App City: Apps to Ease Parking

The company, Pango, recently introduced a smartphone application to manage the parking process. After setting up an account, you can drop your car off with an attendant and keep track of what it is costing you on your phone. When it is time to get your car back, you can tell the garage up to an hour ahead of time so the attendant can retrieve it. Pango also talks with the garage’s computers, so users do not have to use cash or physical credit cards. Tipping still happens the old-fashioned way.

This is all very exciting, but it comes with one big caveat: you have to park in the Imperial parking garage on East 77th Street, just off Lexington Avenue. Pango plans to have two more garages up and running next month, and all of Imperial’s lots functional within a year. The company says it is pursuing partnerships with other garage companies as well.

For now, it is still working out the bugs. When Pango showed me the app the other day, it took almost an hour for the system to recognize that the car we were trying to retrieve was actually parked in the garage.

Pango built its business doing pay-by-phone street parking in Israel, and is in the process of setting up that service in several small cities in the United States. A competitor, Parkmobile, offers pay-by-phone street parking in several cities in the area.

Pango is also eyeing New York’s Muni-Meters, with some pretty ambitious plans. By collecting data about street parking in real time, the company says, it could do things like shift pricing in response to demand, or notify users when spots open up. “We don’t know your name, but we know three people left spaces on 77th Street,” said Roy Arad, Pango’s vice president of operations.

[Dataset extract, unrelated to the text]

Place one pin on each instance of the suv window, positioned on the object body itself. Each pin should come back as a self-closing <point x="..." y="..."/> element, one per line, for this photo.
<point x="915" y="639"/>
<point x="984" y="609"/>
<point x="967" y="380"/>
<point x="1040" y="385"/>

Or at least they will know. New York’s Transportation Department is not ready. The city put out a request for proposals for pay-by-phone parking in 2011 but let it expire without taking action.

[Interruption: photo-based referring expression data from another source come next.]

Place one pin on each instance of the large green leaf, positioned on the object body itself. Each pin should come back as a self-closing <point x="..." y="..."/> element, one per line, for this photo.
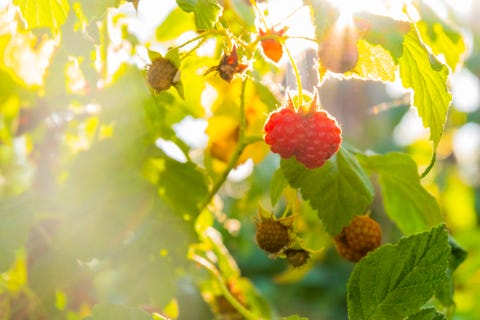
<point x="43" y="14"/>
<point x="427" y="77"/>
<point x="427" y="314"/>
<point x="394" y="281"/>
<point x="106" y="311"/>
<point x="405" y="200"/>
<point x="16" y="219"/>
<point x="440" y="36"/>
<point x="338" y="191"/>
<point x="206" y="12"/>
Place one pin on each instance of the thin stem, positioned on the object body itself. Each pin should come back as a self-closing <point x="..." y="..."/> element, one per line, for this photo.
<point x="242" y="143"/>
<point x="228" y="295"/>
<point x="297" y="75"/>
<point x="260" y="14"/>
<point x="430" y="165"/>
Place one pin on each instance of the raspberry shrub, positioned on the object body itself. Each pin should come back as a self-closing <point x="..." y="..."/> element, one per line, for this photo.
<point x="309" y="134"/>
<point x="362" y="235"/>
<point x="161" y="74"/>
<point x="273" y="235"/>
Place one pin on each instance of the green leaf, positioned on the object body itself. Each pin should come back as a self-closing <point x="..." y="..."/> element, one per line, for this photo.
<point x="394" y="281"/>
<point x="445" y="291"/>
<point x="277" y="186"/>
<point x="43" y="14"/>
<point x="16" y="220"/>
<point x="427" y="77"/>
<point x="385" y="31"/>
<point x="405" y="200"/>
<point x="427" y="314"/>
<point x="176" y="180"/>
<point x="440" y="37"/>
<point x="294" y="317"/>
<point x="176" y="23"/>
<point x="106" y="311"/>
<point x="207" y="12"/>
<point x="338" y="191"/>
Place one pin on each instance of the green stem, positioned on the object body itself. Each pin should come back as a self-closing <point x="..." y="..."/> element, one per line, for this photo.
<point x="297" y="75"/>
<point x="430" y="165"/>
<point x="242" y="143"/>
<point x="227" y="294"/>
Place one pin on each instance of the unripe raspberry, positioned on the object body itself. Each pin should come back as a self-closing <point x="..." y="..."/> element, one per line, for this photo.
<point x="161" y="74"/>
<point x="362" y="235"/>
<point x="297" y="257"/>
<point x="272" y="236"/>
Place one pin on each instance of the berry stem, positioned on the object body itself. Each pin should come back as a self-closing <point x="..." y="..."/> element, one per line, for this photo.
<point x="227" y="294"/>
<point x="297" y="75"/>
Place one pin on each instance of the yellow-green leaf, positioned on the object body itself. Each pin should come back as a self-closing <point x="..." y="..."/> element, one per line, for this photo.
<point x="427" y="77"/>
<point x="43" y="14"/>
<point x="442" y="38"/>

Already, though, parking New Yorkers can get some use out of their smartphones. One powerful tool is Best Parking, which has been around in various forms for seven years. Its app’s interface is a map with information on about 1,300 garages in Manhattan, Brooklyn and Queens. You enter where and when you want to park, and it shows rates, with discounts available with coupons it has negotiated. Redeem these coupons with a special code, and Best Parking gets a commission.

The app also offers information on street parking, with color-coded indicators for free, metered and no parking zones.

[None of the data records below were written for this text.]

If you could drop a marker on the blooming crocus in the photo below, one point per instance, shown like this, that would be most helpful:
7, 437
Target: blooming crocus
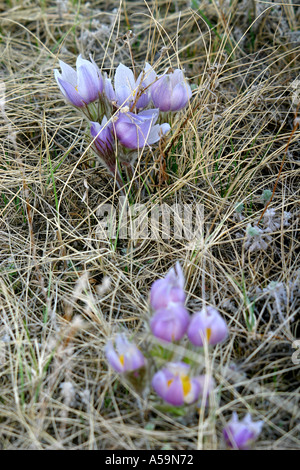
207, 385
126, 357
130, 91
103, 142
168, 290
82, 86
171, 92
174, 384
241, 434
134, 131
207, 325
170, 324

Keeping all this information up-to-date is a big task, said Ben Sann, a 24-year-old Manhattan native who founded Best Parking before he even had a car. Some information is provided by garages, and the company offers Starbucks gift cards to users who report incorrect information. The company also sends out an employee to pound the pavement four times a year.

How did Mr. Sann learn that parking was a local obsession? “Seinfeld.”